J’ai le grand plaisir de vous proposer une vidéo avec Hanshi Roland Hernaez. Dans celle-ci, il va revenir sur l’histoire du l’école Nihon Tai Jitsu.
Propos recueillis lors de l’ouverture du stage célébrant les 60 ans du Nihon Tai Jitsu. D’ailleurs, si vous ne l’avez pas vu : regardez la vidéo anniversaire de ce grand stage qui c’est déroulé à INSEP en juin 2017.
Sensei parle des rencontres importantes de sa vie de budoka qui ont contribué à la naissance du Nihon Tai Jitsu. Il est évident qu’il a oublié des détails, des histoires. Cette vidéo ne se veut pas être un historique strict mais plus le d’une grande partie de l’histoire du NTJ aux élèves présent au stage.
Désolé pour le son qui n’est pas d’une grande qualité. La soufflerie/chauffage de l’INSEP fait beaucoup de bruit 🙁
Retranscription de la vidéo : Histoire du Nihon Tai Jitsu
Histoire du Nihon Taï-Jitsu
Je pense qu’il est quand même indispensable, ne serait-ce que pour ceux qui ne sont pas trop habitués, qui sont encore dans le début de notre discipline, de savoir au point de vue historique un petit peu l’évolution de ce qui s’est passé depuis une soixantaine d’années, 60 ans exactement.
Je crois que cela évitera aussi, à certains d’entre vous, de faire des confusions ; il y a tellement de trucs bizarres, aberrants même, qui ont été écrits, qu’il est quand même important que la vérité soit exactement mise en place.
Le premier qui nous a enseigné le Taï-Jitsu en France, c’était Jim ALCHEIK qui était – il faut le savoir, l’histoire est là, il faut savoir de A à Z ce qui s’est passé – un personnage qui avait passé 4 années au Japon chez le Maître Minoru MOCHIZUKI qu’il avait rencontré en Tunisie.

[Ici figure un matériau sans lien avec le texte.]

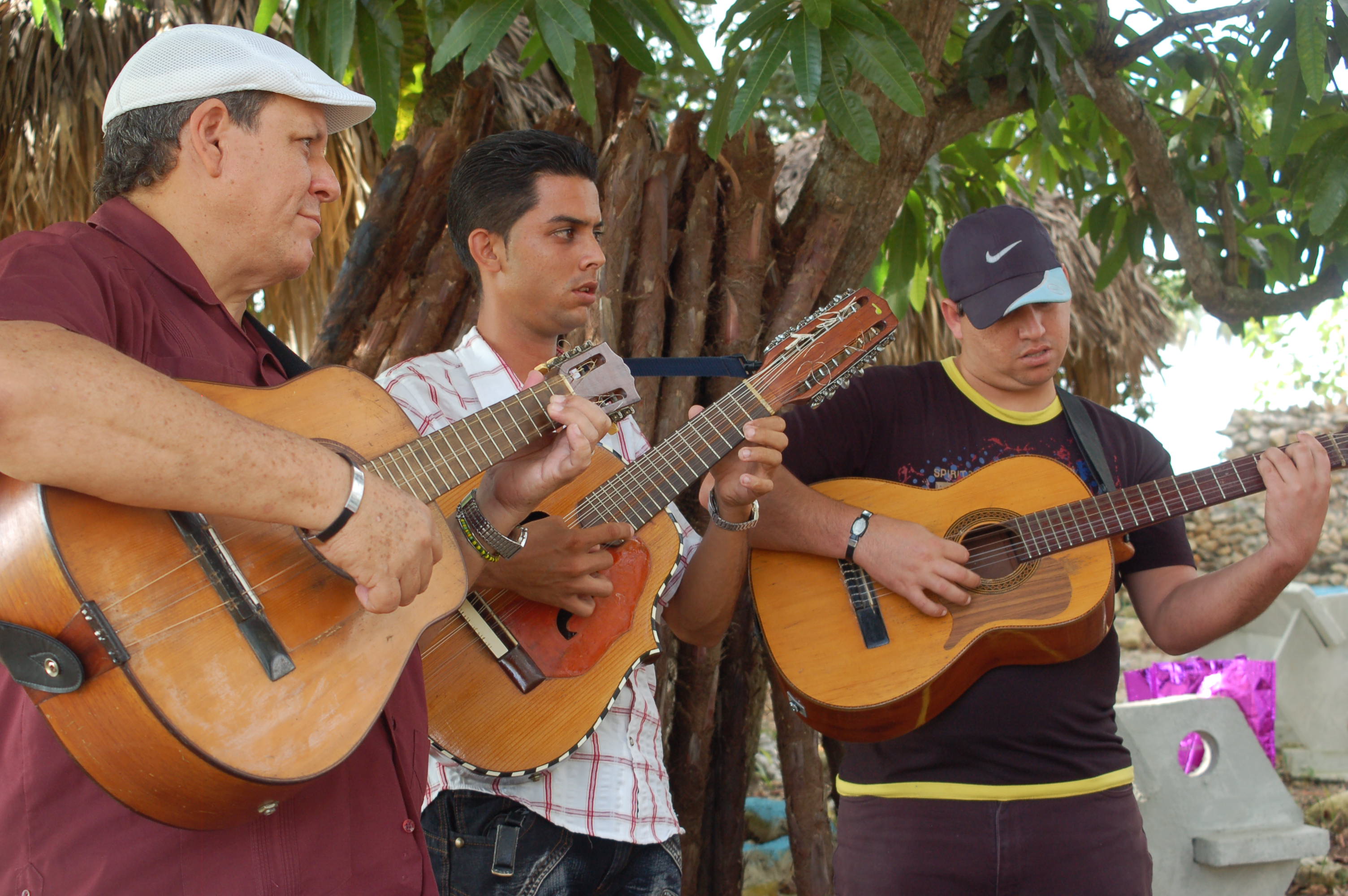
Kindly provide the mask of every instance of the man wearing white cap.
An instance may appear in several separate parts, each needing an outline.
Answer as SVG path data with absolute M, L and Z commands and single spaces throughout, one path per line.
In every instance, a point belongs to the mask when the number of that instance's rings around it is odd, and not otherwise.
M 980 578 L 965 566 L 968 550 L 802 482 L 860 476 L 941 488 L 1019 454 L 1070 465 L 1097 492 L 1171 474 L 1150 433 L 1058 393 L 1072 288 L 1031 212 L 1003 205 L 957 221 L 941 272 L 941 315 L 960 353 L 872 369 L 818 410 L 791 414 L 790 473 L 774 478 L 749 535 L 755 547 L 853 561 L 933 617 L 971 604 Z M 1099 451 L 1082 447 L 1091 434 Z M 1325 450 L 1302 434 L 1286 453 L 1267 451 L 1259 473 L 1268 544 L 1239 563 L 1200 577 L 1181 517 L 1132 534 L 1136 555 L 1117 574 L 1166 652 L 1197 649 L 1256 617 L 1314 551 L 1329 504 Z M 909 734 L 848 744 L 837 777 L 838 896 L 1147 896 L 1132 760 L 1113 722 L 1117 683 L 1109 629 L 1074 660 L 993 668 Z
M 415 598 L 439 559 L 426 507 L 375 477 L 359 497 L 328 449 L 168 379 L 276 385 L 305 368 L 245 310 L 307 268 L 319 207 L 338 197 L 328 135 L 373 105 L 244 30 L 185 26 L 142 47 L 108 93 L 97 212 L 0 243 L 0 473 L 319 531 L 367 609 Z M 549 412 L 565 435 L 479 490 L 501 531 L 584 469 L 607 430 L 580 399 Z M 470 581 L 481 561 L 460 547 Z M 414 656 L 340 767 L 270 817 L 187 831 L 101 791 L 0 675 L 0 893 L 433 896 L 425 728 Z

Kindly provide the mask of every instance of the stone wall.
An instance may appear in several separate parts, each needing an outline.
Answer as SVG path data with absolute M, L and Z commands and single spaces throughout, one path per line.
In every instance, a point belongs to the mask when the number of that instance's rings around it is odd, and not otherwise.
M 1231 459 L 1260 451 L 1270 445 L 1286 445 L 1297 438 L 1298 430 L 1330 433 L 1348 426 L 1348 408 L 1310 406 L 1286 411 L 1236 411 L 1221 433 L 1232 446 L 1223 453 Z M 1198 571 L 1208 573 L 1235 563 L 1263 546 L 1264 494 L 1219 504 L 1190 513 L 1185 519 L 1189 542 L 1198 561 Z M 1329 516 L 1320 538 L 1320 547 L 1306 570 L 1297 577 L 1308 585 L 1348 583 L 1348 478 L 1333 474 L 1329 494 Z

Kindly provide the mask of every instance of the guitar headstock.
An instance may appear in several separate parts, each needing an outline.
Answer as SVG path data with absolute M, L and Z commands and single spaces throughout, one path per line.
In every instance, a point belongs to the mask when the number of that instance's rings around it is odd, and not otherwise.
M 869 290 L 838 295 L 768 342 L 754 388 L 772 407 L 818 407 L 894 341 L 899 322 Z
M 545 379 L 562 377 L 570 391 L 600 406 L 615 423 L 642 400 L 632 372 L 608 342 L 586 342 L 542 365 Z

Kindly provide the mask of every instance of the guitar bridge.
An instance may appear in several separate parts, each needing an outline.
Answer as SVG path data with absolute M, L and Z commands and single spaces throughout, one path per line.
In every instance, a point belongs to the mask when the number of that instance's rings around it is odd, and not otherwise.
M 884 617 L 880 616 L 880 598 L 875 593 L 875 579 L 867 575 L 856 563 L 838 561 L 842 571 L 842 583 L 847 586 L 847 597 L 856 613 L 856 622 L 861 627 L 861 640 L 865 649 L 884 647 L 890 643 L 890 632 L 884 627 Z
M 469 591 L 464 602 L 458 605 L 458 614 L 464 617 L 473 633 L 487 645 L 487 649 L 496 658 L 496 664 L 515 683 L 522 694 L 543 683 L 543 672 L 534 663 L 534 659 L 524 652 L 515 636 L 510 633 L 506 624 L 500 621 L 491 605 L 483 600 L 477 591 Z

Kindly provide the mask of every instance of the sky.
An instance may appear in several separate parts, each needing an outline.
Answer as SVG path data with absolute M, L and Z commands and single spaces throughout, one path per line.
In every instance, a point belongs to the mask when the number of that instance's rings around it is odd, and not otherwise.
M 1180 12 L 1228 5 L 1229 0 L 1175 0 Z M 729 0 L 717 3 L 713 18 L 720 22 Z M 1136 9 L 1131 0 L 1109 0 L 1109 11 L 1120 15 Z M 1131 24 L 1142 28 L 1147 19 L 1139 16 Z M 702 49 L 713 65 L 720 63 L 723 47 L 716 44 L 716 28 L 700 36 Z M 1335 73 L 1340 89 L 1348 86 L 1348 73 L 1343 65 Z M 1153 435 L 1170 451 L 1175 472 L 1211 466 L 1221 459 L 1221 451 L 1231 447 L 1231 439 L 1219 430 L 1227 427 L 1236 408 L 1293 407 L 1314 400 L 1309 391 L 1278 388 L 1287 371 L 1287 358 L 1295 353 L 1321 352 L 1316 322 L 1294 318 L 1287 340 L 1281 344 L 1285 354 L 1264 360 L 1260 353 L 1246 348 L 1233 338 L 1216 318 L 1204 315 L 1182 345 L 1162 350 L 1166 369 L 1144 379 L 1144 388 L 1154 403 L 1153 415 L 1143 422 Z M 1124 410 L 1128 415 L 1128 411 Z

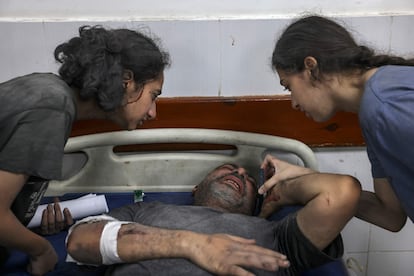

Jim ALCHEIK était un juif tunisien, qui a eu quelques déboires dans des bagarres de rue, où il avait sérieusement blessé un agresseur et il s’est dit : « il faut que j’étudie une méthode de travail qui correspondrait à peu près à s’assurer soi-même de la propre sécurité ». Alors, lorsque Jim a vu Minoru MOCHIZUKI travailler, il a été absolument enthousiasmé et il l’a suivi au Japon où, je vous le disais, il a passé 4 années de sa vie, dans le dojo du Maître Minoru MOCHIZUKI.
Lorsqu’il est revenu en France, c’était à la fin des années 56, à cette époque-là j’étais jeune ceinture noire de Judo et j’avais un ami, qui était aussi un excellent judoka -qui est malheureusement décédé il y a quelques temps-, Henry PLÉE qui, on peut dire, a été le père du Karaté en France et je dirai même en Europe.
Alors, après un randori mémorable où j’avais souvent joué le « ventilateur » parce que c’était un excellent judoka, il était 4ème dan à l’époque, donc on était assis tranquillement au repos et là il m’a proposé de découvrir le Karaté et de découvrir en parallèle le Taï-Jitsu, puisque son ami Jim ALCHEIK revenait du Japon. C’est comme ça que ça s’est passé. Donc en parallèle, entre le Karaté et le Taï-Jitsu, j’ai commencé la pratique, tout en continuant bien sûr le Judo.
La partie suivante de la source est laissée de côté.